Google Searching June 1st, 2010
Since I spent so much time transcribing and adding Bartholomew Taylor things into my family file, I’ve decided to go ahead and research him for fun. One of the things I do randomly when I research is I plug the ancestors name into Google and see what comes up. It’s pretty interesting to see what comes up.
I make sure to put the name in quotes. That just helps to cut out a lot of the wrong things. I added Maryland for good measure, since the Taylors are most often associated with Maryland.
Once the search is done, I check out the main results but then I go into my favorite part of Google searches… Books! This will search through a database of books that Google has online. These are all with the cooperation of the publishers so no need to feel like you’re sneaking something.

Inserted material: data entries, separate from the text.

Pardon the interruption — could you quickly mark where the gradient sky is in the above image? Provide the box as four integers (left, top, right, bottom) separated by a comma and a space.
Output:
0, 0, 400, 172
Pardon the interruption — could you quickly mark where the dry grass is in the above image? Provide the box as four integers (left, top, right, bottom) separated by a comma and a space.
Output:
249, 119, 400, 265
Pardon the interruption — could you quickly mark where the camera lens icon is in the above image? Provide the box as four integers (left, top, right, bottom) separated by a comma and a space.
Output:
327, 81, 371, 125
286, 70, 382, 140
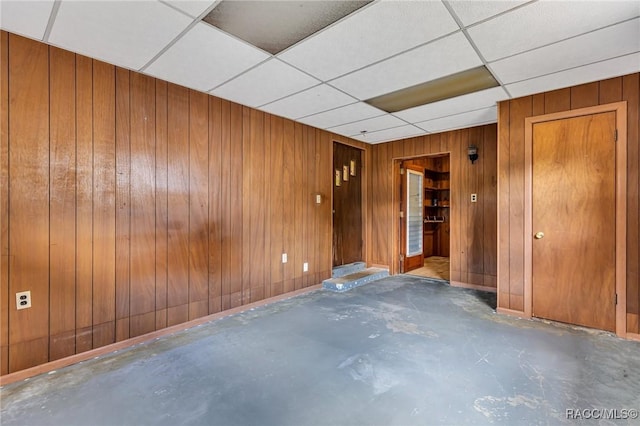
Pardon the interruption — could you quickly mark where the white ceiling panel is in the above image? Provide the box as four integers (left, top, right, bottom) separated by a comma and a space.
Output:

This is what was in the Marylanders to Kentucky book. I just wanted to show you what type of things are in here. That is definitely my Bartholomew Taylor, and you can see that it gives a whole bunch of Reference numbers. You can line those up with the sources. I actually found this exact book in my local library a few months back. So I’ve already been through it. I have photocopies around here somewhere, including what all those numbers mean. I’m pretty sure it’s easy to figure out though, like KPR:1835 is the 1835 Kentucky Pension Roll. I think all the things listed as reference to him have to do with the Revolutionary War, which I believe all those sources were created from his pension request.
The next result was The Wright Ancestry. The Wright family married into the Taylors a few times so I wasn’t surprised that Bartholomew acted as a witness to this Wright family member’s will.
Looking further into the will, you can see that once again a Wright has married a Taylor. Immediately I set about seeing if I have these particular Wright/Taylor ancestors in my file already.
It turns out that the “Sary Wright” is actually the wife of Bartholomew’s first cousin. My Maryland ancestors are a mess in my file though, so I don’t want to leap before I check everything out. Everything here would have come from those descendant reports from my Grandma. So we’ll see how this turns out!